Gespannt schaute ich sie an, während meine Zunge immer noch fleißig war. „Sie meinte, sie habe seit einiger Zeit einen ganz besonderen Schlafsack für Erwachsene. Er sei aus festem Gummi und darin könne man eine Person vollständig bis zum Hals gut und sehr sicher unterbringen. Zusätzliche breite Riemen würden dafür sorgen, dass man darin wirklich unbeweglich liegen darf. Möchtest du ihn vielleicht mal ausprobieren?“ So, wie meine Frau diese Frage formuliert hatte, war mir sofort klar, dass es eigentlich keine Frage, sondern eine sehr direkt Aufforderung war, sich dafür mehr zu „interessieren“. Und so nickte ich lieber gleich. Denn dass ich dieses Teil ausprobieren würde, war mir sofort klar. „Das dachte ich mir und so kann Gaby vielleicht heute den Schlafsack vorbeibringen – wenn sie Zeit hat und Klaus ihn vielleicht nicht braucht.“ Sie drehte sich um und schaute, was bei mir da unten passierte. Denn bevor sie auf meinem Mund Platz genommen hatte, schlug sie die Decke beiseite und zog auch meine Schlafanzughose ein Stück herunter.

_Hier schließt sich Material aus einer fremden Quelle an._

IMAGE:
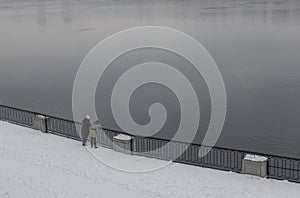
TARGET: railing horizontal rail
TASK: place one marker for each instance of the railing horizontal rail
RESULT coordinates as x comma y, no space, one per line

„Das dauert aber wieder schrecklich lange“, meinte sie dann. „Muss ich da noch irgendwie nachhelfen?“ Aber bevor ich ihr eine Antwort geben konnte, quollen zwei kleine weiße Tropfen aus dem kleinen Schlauch hervor. „Na, es geht doch“, lachte Andrea. „Kommt da noch mehr oder brauche ich nicht mehr zu warten?“ Soweit möglich schüttelte ich den Kopf und meine Frau erhob sich. „Das ist ja wohl kaum der Rede wert“, kam noch von ihr. „Damit kannst du keine Frau wirklich glücklich machen.“ War mir auch klar, lag aber sicherlich auch daran, dass ich gestern schon gründlich und sehr erfolgreich entleert wurde. Und auch der kleine Käfig trug dazu bei. Aber das musste ich ihr wohl nicht erklären. Mir war nämlich gerade ein ganz anderer, sehr unschöner Gedanken gekommen. In den vergangenen Jahren hatten wir immer eine Woche FKK-Urlaub gemacht, was uns beiden sehr gut gefallen hat.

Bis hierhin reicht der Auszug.